In recent years, one thing that has begun ubiquitously popping up is funny little square called a Quick Response (QR) QR Code clearCode. Mark Milian explains that “QR codes are dense grids of black-and-white boxes, a more sophisticated cousin to the bar code that can hold 100 times more information.” [“QR Code Fatigue,” Bloomberg BusinessWeek, 28 June 2012] Milian goes on to explain:

“The tags can be put to many uses—inventory tracking, event ticketing—but no one has embraced them more visibly than advertisers. They pop up at stores, on posters, and in magazines to deliver coupons or direct shoppers to websites with more product details.”
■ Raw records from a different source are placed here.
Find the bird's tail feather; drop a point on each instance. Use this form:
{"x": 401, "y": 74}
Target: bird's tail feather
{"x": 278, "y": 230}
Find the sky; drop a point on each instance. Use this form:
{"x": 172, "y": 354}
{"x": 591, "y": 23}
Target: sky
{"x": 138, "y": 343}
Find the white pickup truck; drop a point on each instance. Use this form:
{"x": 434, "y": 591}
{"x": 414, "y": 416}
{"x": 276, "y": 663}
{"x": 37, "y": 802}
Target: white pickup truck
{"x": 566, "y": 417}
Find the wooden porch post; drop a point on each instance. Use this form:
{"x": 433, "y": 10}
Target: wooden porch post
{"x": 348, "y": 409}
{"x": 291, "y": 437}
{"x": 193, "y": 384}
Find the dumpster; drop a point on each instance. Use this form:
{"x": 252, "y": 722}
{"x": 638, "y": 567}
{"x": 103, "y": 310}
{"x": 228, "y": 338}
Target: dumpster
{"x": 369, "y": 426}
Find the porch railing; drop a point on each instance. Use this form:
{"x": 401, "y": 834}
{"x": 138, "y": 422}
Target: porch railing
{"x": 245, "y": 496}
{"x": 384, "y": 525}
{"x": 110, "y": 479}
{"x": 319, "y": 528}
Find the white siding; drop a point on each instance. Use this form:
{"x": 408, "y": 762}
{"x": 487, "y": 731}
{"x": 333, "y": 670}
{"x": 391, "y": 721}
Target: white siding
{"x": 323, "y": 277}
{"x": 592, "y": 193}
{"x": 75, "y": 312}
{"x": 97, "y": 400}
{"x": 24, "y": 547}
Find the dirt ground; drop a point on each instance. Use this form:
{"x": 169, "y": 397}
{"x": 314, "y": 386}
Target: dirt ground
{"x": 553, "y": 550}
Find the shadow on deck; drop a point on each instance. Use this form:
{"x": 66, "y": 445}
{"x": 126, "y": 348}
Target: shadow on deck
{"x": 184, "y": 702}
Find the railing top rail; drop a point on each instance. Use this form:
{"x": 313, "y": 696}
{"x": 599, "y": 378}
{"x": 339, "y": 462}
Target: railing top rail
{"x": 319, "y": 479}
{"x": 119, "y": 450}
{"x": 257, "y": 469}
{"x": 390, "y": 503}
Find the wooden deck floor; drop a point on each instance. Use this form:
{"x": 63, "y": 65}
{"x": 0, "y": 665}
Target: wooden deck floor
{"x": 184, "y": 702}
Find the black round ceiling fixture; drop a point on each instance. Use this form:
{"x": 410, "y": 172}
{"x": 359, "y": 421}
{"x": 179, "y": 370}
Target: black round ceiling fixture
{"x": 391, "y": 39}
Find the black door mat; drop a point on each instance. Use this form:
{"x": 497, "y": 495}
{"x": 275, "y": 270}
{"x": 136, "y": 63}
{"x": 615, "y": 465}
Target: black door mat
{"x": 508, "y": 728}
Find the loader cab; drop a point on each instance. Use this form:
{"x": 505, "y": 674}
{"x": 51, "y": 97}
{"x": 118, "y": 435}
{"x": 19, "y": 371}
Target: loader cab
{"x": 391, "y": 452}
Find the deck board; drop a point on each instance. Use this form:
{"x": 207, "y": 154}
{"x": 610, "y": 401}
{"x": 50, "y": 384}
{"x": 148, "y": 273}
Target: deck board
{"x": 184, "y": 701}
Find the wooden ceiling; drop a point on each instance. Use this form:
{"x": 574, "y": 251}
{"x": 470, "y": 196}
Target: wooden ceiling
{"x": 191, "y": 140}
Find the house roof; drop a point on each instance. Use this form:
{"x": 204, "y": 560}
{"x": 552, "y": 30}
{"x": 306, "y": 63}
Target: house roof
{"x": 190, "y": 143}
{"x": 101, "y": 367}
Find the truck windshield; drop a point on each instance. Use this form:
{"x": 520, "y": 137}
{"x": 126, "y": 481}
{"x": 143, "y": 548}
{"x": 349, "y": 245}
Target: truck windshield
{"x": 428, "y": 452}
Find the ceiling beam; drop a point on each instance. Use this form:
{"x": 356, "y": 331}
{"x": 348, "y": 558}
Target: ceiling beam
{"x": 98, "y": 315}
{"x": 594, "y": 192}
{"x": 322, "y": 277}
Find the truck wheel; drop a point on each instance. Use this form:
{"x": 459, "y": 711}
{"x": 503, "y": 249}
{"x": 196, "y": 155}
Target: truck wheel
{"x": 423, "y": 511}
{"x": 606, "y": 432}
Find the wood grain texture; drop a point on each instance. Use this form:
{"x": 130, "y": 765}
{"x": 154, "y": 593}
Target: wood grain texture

To use QR codes, users must download applications on their smartphones that allow them to scan QR codes and be redirected to appropriate web sites. Milian reports, however, that, more often than not, users are saying that they find little useful or interesting information at those sites once they get there. He continues:

“QR codes convey ‘the appearance of being tech savvy,” says Thaddeus Kromelis, a strategist at WPP’s Blue State Digital, which has done work for Barack Obama’s presidential campaigns. Over the last couple of years they’ve become much more common; in December 2011 they appeared in 8.4 percent of all magazine ads, up from 3.6 percent at the start of the year, according to marketing firm Nellymoser.”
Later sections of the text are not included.